Note that if mr3.dag.queue.scheme is set to individual, the user may ignore mr3.dag.priority.scheme because every Spark job maintains its own Task queue.

Spark MR3 uses the configuration key mr3.vertex.priority.scheme to update Vertex priorities. Since every DAG consists of a single Vertex, it effectively decides DAG priorities within the same Spark job.

  • intact: Spark on MR3 uses Spark stage IDs for Vertex priorities.
  • normalize (which is the default value): Spark on MR3 set all Vertex priorities to zero.

Delay scheduling

If mr3.spark.delay.scheduling.interval.ms is set to zero, delay scheduling is not used and no ContainerWorkers are left idle unless Task queues are empty.

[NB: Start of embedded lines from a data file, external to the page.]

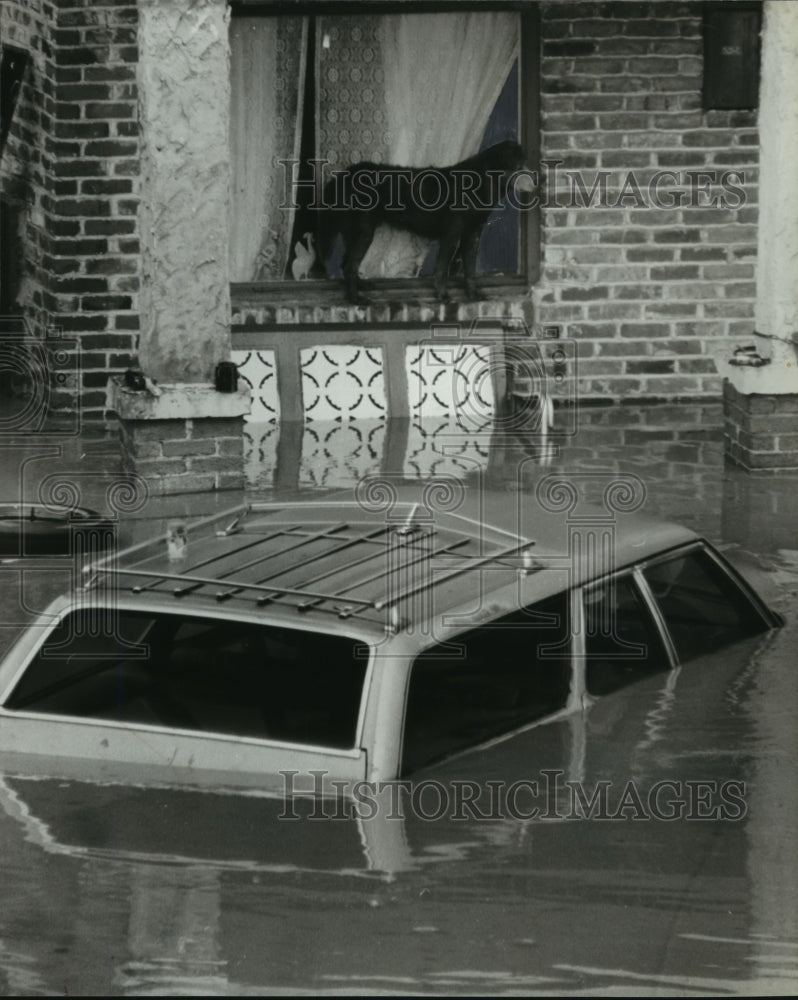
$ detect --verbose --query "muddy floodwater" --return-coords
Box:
[0,405,798,996]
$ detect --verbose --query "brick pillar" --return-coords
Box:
[113,0,249,494]
[719,0,798,471]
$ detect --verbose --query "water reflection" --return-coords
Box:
[0,406,798,995]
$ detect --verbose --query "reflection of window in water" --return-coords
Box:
[6,612,366,748]
[584,576,670,695]
[230,5,536,282]
[402,593,570,774]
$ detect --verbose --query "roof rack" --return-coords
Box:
[84,501,534,627]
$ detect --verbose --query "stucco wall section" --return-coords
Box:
[756,0,798,358]
[138,0,230,382]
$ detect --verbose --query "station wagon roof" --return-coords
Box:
[89,483,696,633]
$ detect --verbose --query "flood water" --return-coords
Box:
[0,405,798,996]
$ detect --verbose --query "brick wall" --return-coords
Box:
[0,0,55,330]
[536,2,758,399]
[3,0,139,429]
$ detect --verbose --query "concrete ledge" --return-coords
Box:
[723,380,798,473]
[109,379,251,420]
[109,379,250,496]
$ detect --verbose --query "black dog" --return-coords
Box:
[318,142,531,303]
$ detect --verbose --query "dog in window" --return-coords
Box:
[316,141,534,305]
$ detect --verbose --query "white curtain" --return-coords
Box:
[230,17,308,281]
[361,11,519,277]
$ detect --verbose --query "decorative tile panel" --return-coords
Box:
[300,344,387,421]
[244,420,280,489]
[405,343,495,430]
[231,351,280,424]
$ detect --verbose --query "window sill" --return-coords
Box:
[230,278,533,330]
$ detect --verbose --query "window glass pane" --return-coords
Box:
[644,551,767,661]
[584,576,670,695]
[6,612,366,748]
[402,594,570,774]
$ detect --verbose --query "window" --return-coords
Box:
[703,0,762,111]
[230,3,532,287]
[402,594,571,774]
[643,551,768,662]
[6,611,365,748]
[584,576,670,695]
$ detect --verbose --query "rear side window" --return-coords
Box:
[643,549,768,662]
[6,611,366,748]
[402,594,570,774]
[584,576,670,695]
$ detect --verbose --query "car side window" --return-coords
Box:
[584,576,670,695]
[6,612,366,748]
[643,549,767,662]
[402,593,570,774]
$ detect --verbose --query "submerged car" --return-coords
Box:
[0,484,780,791]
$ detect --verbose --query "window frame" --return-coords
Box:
[0,602,375,760]
[230,0,541,308]
[397,588,583,778]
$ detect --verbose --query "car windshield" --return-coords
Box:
[6,609,367,748]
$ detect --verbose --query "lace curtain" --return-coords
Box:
[231,11,519,281]
[317,11,519,278]
[230,17,308,281]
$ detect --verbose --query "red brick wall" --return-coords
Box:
[3,0,139,427]
[536,2,758,399]
[0,0,54,329]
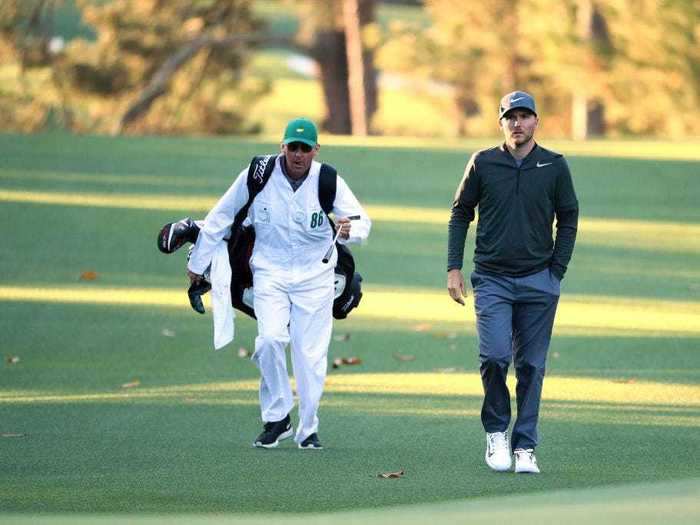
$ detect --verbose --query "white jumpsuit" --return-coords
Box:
[188,156,371,443]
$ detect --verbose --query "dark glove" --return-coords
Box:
[187,279,211,314]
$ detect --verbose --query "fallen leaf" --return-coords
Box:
[333,357,362,368]
[377,469,406,479]
[391,352,416,361]
[433,332,457,339]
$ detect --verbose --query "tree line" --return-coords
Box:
[0,0,700,139]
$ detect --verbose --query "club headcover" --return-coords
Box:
[157,217,199,253]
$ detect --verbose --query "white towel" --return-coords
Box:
[209,241,236,350]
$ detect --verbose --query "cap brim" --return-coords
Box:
[282,137,316,148]
[498,106,537,119]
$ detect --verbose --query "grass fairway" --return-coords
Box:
[0,135,700,524]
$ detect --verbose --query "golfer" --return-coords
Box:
[447,91,578,473]
[188,118,371,449]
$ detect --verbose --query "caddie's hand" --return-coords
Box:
[447,268,467,306]
[335,217,352,239]
[187,270,203,284]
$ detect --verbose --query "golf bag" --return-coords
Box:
[157,155,362,319]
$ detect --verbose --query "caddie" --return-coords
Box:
[447,91,578,473]
[187,118,371,449]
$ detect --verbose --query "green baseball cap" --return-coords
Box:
[282,117,318,148]
[498,91,537,120]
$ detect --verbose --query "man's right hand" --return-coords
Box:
[187,270,203,284]
[447,268,467,306]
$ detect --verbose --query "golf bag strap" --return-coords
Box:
[318,164,338,217]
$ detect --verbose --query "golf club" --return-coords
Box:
[322,215,360,263]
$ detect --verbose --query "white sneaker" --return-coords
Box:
[486,432,511,472]
[513,448,540,474]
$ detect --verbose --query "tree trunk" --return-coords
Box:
[343,0,367,136]
[310,29,352,135]
[571,0,610,140]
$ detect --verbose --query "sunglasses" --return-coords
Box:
[287,142,313,153]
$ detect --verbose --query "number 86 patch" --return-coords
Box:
[309,211,324,230]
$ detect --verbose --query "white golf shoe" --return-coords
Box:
[486,432,511,472]
[513,448,540,474]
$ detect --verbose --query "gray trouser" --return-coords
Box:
[471,269,559,449]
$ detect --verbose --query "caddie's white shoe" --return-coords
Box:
[486,432,511,472]
[513,448,540,474]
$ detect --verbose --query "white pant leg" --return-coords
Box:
[289,271,334,443]
[252,274,294,422]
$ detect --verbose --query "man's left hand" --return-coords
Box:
[335,217,352,239]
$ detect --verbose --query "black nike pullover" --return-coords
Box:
[447,141,578,279]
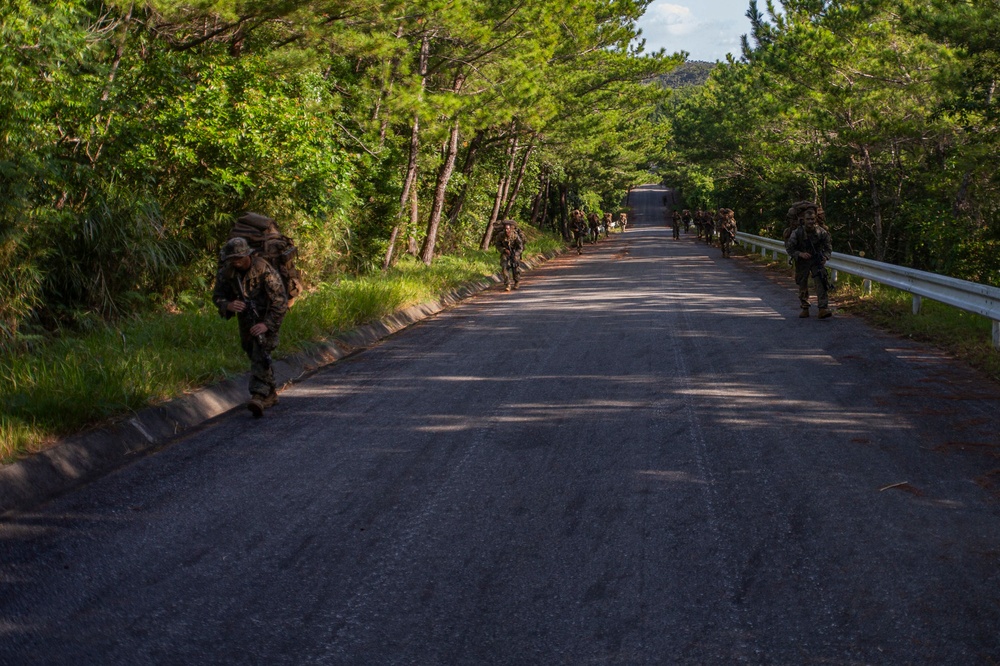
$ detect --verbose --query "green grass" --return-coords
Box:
[0,244,562,462]
[740,248,1000,381]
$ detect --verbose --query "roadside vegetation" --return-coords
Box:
[735,246,1000,382]
[0,0,683,459]
[0,234,563,462]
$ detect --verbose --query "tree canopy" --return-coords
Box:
[664,0,1000,284]
[0,0,680,344]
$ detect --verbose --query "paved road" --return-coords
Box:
[0,186,1000,666]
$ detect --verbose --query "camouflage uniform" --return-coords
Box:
[212,238,288,400]
[493,220,524,291]
[719,208,736,259]
[587,213,601,243]
[569,208,587,254]
[785,204,833,319]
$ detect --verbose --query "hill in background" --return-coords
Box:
[658,60,715,88]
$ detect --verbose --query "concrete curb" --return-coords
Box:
[0,251,561,516]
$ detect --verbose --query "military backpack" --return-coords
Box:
[229,213,302,305]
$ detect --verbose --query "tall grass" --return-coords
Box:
[0,240,559,462]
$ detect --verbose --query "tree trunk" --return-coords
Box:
[501,139,535,220]
[861,146,886,261]
[479,131,517,250]
[531,171,548,226]
[382,35,431,270]
[559,183,569,240]
[448,131,484,225]
[420,116,461,266]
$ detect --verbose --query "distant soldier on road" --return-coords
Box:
[569,208,587,254]
[212,238,288,418]
[587,213,601,244]
[493,220,525,291]
[719,208,736,259]
[785,202,833,319]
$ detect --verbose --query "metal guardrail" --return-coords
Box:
[736,232,1000,351]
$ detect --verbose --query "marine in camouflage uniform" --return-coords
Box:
[785,202,833,319]
[569,208,587,254]
[212,238,288,418]
[681,208,691,233]
[587,213,601,243]
[493,220,524,291]
[719,208,736,259]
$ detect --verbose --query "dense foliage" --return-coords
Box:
[664,0,1000,284]
[0,0,678,347]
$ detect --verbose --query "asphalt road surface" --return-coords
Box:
[0,186,1000,666]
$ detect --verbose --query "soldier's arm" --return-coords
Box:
[261,266,288,333]
[212,270,235,319]
[785,229,799,259]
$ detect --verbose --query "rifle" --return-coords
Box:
[236,275,271,363]
[803,232,833,291]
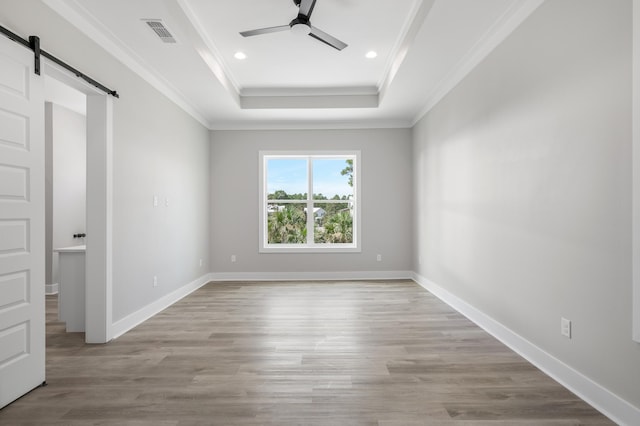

If mr3.spark.delay.scheduling.interval.ms is set to a value greater than zero, TaskScheduler uses delay scheduling by postponing the execution of Tasks whose location hints have no matching ContainerWorkers. TaskScheduler tries to execute such Tasks without considering their location hints at a regular interval specified by mr3.spark.delay.scheduling.interval.ms. Thus the strategy is a bit different from delay scheduling in vanilla Spark, in which all those Tasks whose location hints have no matching Spark executors get executed once an initial delay specified by spark.locality.wait passes.

To use fair scheduling among Spark jobs (submitted by multiple threads) within the same Spark application, mr3.dag.queue.scheme should be set to individual.

To use FIFO scheduling among Spark jobs, set mr3.dag.queue.scheme to common and mr3.dag.priority.scheme to fifo.

Usually setting mr3.vertex.priority.scheme to normalize works okay.